Current toe temperature suggests we are living in Michigan, mid-winter. You might say, Put some socks on, woman! But I’m already double socked, and the hot water bottle has become my fourth pet. (The hot water bottle seems like the sort of genetically altered pet favored by citizens of an amoral and luxurious future society: mute, lumpen, hairless, heat-giving, obedient friend.)  But let’s get back to the weather for a minute. I mean, the sky outside is white. The ocean is invisible. The dog is wearing her pink blanket, and the pink blanket is definitely wearing the dog. It’s been like this for weeks. Every July I tell myself, This year, I’m prepared, my heart is hard, my hopes are low, why, I’ll even find the beauty in it,  and every year it turns into the Fogocalypse.  The fog makes me suspect we can never adequately prepare for anything, even the seasons. How can this fog not be a harbinger of something else? How can it not be a metaphor? What does it conceal, apart from my car parked across the street? And because we are on the coast, and the rest of the city is so often in sun, I feel the message is meant especially for us, beach people. Is it a message from the sharks? Is it a message from the future? Is it a blessing or a subjugation?

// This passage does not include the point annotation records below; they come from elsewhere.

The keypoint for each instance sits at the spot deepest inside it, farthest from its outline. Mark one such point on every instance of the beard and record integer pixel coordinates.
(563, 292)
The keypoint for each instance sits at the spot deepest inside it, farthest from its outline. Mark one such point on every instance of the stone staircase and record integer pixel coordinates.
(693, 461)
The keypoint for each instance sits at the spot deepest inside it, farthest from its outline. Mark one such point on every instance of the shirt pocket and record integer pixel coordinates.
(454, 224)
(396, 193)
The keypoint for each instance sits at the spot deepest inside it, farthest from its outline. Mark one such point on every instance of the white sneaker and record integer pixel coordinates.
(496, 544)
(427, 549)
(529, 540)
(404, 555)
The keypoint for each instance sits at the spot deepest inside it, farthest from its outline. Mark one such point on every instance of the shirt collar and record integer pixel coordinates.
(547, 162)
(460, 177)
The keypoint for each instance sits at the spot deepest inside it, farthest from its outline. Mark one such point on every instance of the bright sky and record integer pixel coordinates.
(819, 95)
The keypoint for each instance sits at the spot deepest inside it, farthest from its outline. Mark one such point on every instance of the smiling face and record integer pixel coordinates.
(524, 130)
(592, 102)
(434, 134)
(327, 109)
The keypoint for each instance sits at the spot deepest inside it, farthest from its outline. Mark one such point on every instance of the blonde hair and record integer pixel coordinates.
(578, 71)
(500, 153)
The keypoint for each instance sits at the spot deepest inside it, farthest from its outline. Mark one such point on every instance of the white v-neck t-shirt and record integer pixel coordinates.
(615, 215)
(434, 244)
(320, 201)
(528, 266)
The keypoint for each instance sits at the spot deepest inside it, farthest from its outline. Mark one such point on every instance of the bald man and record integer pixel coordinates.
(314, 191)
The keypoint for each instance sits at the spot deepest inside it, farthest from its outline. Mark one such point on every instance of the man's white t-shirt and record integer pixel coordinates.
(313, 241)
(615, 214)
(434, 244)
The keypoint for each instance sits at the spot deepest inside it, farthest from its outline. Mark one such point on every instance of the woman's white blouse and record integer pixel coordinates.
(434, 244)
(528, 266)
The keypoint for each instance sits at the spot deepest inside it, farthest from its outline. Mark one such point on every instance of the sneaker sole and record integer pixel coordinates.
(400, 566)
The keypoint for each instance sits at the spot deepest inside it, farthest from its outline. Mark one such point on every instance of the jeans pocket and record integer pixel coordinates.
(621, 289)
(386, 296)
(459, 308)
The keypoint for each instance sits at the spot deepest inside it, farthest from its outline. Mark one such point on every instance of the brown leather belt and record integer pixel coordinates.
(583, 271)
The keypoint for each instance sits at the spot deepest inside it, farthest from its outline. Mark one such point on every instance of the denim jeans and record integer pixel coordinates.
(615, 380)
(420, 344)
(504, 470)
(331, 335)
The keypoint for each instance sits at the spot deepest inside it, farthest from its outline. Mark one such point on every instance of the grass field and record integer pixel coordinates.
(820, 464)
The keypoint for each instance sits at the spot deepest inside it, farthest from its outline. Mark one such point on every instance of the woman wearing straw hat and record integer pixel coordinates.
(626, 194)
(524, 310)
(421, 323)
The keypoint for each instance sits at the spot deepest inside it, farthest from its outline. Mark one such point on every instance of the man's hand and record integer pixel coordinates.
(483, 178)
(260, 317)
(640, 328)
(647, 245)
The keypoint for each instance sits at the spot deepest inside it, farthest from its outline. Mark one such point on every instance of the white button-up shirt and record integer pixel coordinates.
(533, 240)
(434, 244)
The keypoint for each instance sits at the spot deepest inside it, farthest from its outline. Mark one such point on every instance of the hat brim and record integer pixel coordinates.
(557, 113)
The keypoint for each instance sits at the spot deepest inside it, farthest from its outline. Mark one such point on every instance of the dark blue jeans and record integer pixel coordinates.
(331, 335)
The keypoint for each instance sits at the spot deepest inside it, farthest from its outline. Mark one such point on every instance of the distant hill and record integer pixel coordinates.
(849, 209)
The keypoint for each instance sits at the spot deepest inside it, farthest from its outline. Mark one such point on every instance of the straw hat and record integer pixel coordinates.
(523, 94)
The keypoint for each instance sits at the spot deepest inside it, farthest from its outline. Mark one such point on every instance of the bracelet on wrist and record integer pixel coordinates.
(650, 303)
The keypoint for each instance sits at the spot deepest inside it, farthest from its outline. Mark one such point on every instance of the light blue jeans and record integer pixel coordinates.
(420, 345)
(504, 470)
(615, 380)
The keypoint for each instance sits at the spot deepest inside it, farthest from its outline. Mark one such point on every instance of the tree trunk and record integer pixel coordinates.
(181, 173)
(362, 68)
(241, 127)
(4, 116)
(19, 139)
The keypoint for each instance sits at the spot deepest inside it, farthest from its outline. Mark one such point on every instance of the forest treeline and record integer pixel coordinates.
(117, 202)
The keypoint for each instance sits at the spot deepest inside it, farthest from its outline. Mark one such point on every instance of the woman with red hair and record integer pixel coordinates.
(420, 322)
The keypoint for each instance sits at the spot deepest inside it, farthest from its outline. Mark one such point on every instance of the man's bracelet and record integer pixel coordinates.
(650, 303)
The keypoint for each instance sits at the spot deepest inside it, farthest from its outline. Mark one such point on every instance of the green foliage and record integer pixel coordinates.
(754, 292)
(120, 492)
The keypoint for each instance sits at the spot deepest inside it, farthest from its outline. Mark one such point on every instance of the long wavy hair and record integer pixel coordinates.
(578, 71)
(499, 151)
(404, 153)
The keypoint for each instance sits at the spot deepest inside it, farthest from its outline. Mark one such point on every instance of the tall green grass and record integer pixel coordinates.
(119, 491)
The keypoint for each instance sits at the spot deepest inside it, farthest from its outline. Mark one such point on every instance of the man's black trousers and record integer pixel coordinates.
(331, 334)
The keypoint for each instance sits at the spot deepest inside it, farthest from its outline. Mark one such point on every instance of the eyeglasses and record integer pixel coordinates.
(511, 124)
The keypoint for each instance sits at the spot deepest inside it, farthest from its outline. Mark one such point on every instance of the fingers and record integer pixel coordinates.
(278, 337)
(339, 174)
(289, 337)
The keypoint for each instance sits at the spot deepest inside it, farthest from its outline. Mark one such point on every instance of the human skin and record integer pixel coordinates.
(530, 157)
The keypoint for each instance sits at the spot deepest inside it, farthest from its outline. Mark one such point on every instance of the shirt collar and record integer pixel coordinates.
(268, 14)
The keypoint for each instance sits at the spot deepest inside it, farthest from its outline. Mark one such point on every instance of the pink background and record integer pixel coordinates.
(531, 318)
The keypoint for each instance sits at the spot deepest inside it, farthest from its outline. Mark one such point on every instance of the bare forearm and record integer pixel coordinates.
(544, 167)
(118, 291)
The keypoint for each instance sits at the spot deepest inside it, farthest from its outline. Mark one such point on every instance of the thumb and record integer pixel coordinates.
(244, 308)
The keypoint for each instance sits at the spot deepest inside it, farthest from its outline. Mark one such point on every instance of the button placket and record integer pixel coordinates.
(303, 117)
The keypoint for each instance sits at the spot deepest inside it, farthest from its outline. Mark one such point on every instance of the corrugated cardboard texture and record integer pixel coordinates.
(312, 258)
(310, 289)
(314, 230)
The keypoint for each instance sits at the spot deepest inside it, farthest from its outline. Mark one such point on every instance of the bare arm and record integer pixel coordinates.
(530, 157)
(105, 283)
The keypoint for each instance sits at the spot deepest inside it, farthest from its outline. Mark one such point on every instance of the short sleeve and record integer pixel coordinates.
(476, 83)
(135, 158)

I’ve been reading a lot of good kids’ books lately. You might think this is something I do all the time anyway, but I don’t. Reading any good book fills me with a sense of loss as well as delight. I assume some of the feeling of loss has to do with envy because I didn’t write the awesome thing myself, but that’s not the whole picture. When a book is really good, really wise, or funny, or weird, or full of broad and nuanced understanding of man and beast, or the projection of a great imagination, then I find the world of the book and the world beyond the book painfully discordant. The real world isn’t worse, exactly, but it’s different, and I’m different in it. When I read I am all action, never numb, never lazy, basically a wolf girl tearing across the landscape on all fours.  I guess reading is like dreaming in this way, but a dream you don’t undertake voluntarily. You don’t surrender energetically to a dream. You just live through it.

Good novels for adults make me more alive to the ways of the world, but it’s usually this sweet old world. Kids’ books make me alive to other worlds. Sometimes I go puttering along for months at a time, happy in loving who I love, determinedly doing the things I need to do, and then, bit by bit, I’ll start wondering, What is beyond? What is out there? It’s very sci fi. It’s not about death, exactly, or anyway, not immediately. It’s about a space of greater imagination, different animals, surprising physics, magic powers! I don’t think I’m explaining very well, but sometimes I just think, Is this all there is? Making our way and making sense of the same old mysteries? I want to know what the sharks discuss at their yearly meeting in the valley of the ocean. I want to meet a dog with eyes on his forelegs, who sings and sees the future. I want to have a child with wings and a beak. You know what I mean? You see what the fog brings?